Anyway, as time went on, Apple decided to offer a music matching service. The way it was supposed to work was that if you had an LP and recorded the music onto your computer and then uploaded it to Apple, if Apple had a digital version in their library, they would replace your LP ripped version with a clean digital copy—usually at a higher quality that your recording.
Amazon, as Apple’s chief competitor in the music download market, implemented a similar offering. Both companies offered the ability to upload files and get the music match option. With an annual subscription, Amazon offered you the ability to upload up to 250,000 of your own songs; plus any music that you bought from Amazon did not count against the 250K limit. Thus the offer was not a dedicated amount of space on their servers but number of tracks. All this for $24.95 per year. Oh, and just to get you to try it, Amazon would let you upload up to 250 songs for free.
Ten years Later
In December 2017, Amazon eliminated the free 250 song upload offer. This month, the other shoe dropped on their digital music business model. It was announced that the paid subscription for warehousing 250,000 songs is going away.
Interestingly, I have yet to see a single article on the tech blogs and news sites that I frequent that even mentions this move by Amazon. I guess maybe not that many folks utilize this feature. I guess the pirated music offered by Spotify is all the rage these days.
Overall, I’ve been happy with Amazon but I do have a few gripes. Amazon has neglected the music software that they produce. For most of its existence, album art that was wrong could not be corrected and sometimes after they rolled-out updates, the album art would be changed.
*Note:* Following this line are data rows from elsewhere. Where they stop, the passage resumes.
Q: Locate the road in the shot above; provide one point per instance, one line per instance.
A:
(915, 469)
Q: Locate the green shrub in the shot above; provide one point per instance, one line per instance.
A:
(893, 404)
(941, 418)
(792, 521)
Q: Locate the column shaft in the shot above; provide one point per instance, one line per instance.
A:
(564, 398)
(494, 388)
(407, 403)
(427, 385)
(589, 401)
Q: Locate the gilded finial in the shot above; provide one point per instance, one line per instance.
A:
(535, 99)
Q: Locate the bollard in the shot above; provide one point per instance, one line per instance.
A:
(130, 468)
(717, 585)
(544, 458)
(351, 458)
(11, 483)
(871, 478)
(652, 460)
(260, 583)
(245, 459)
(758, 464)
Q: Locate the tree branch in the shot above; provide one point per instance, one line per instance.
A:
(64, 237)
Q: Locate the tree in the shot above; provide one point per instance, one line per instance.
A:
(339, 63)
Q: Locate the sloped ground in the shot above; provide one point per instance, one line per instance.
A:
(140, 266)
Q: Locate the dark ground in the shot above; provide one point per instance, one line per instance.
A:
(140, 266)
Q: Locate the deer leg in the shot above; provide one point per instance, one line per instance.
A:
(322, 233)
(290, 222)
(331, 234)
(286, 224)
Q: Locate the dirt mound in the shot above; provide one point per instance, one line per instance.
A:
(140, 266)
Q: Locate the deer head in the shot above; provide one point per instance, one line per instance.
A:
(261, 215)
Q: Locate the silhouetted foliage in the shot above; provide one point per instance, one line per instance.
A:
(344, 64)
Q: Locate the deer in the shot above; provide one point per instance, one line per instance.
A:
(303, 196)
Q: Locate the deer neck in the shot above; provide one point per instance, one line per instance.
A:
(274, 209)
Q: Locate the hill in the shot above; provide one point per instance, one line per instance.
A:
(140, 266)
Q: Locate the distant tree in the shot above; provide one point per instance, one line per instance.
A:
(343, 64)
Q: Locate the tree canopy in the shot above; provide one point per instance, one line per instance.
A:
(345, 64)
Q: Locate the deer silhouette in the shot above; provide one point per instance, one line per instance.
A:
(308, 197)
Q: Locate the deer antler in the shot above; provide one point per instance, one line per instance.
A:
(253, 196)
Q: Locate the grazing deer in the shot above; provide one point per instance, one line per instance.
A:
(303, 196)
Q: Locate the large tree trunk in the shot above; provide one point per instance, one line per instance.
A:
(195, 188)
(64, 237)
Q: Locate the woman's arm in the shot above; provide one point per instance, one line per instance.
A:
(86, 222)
The music match offer that Amazon made was never well thought out from a consumer’s point of view. Amazon software has never had the ability to give me a visual or other indication of when a music match was successful. This idea of the music match was to give you a copy of the song free of pops and scratches so prevalent in ripping LP tracks to a computer. The underlying assumption was that if you owned the LP copy, you had a license to entitle you to have a digital copy also—for your own personal use. Once matched, in theory you could then download a “clean” copy of the mp3 file.
Amazon will let me keep what I have purchased from them but everything else is facing the digital chopping block. It is clear that rather I check the “Keep my songs” box in their webpage or not, my personal stuff will eventually go away. If they want, I suspect they could offer to sell hard drive space on Amazon Drive that could link to their media player but I think they are big enough not to bother with a bunch of us pesky customers anymore when they get so much money for hosting corporate data. At least when Microsoft got out of the music service business, their software will still play music warehoused on OneDrive.
I also like Amazon Music because it is not blocked by the draconian firewall where I work so I can stream anything from my vast library of music. I’m sad that this option will soon go the way of Toys R Us.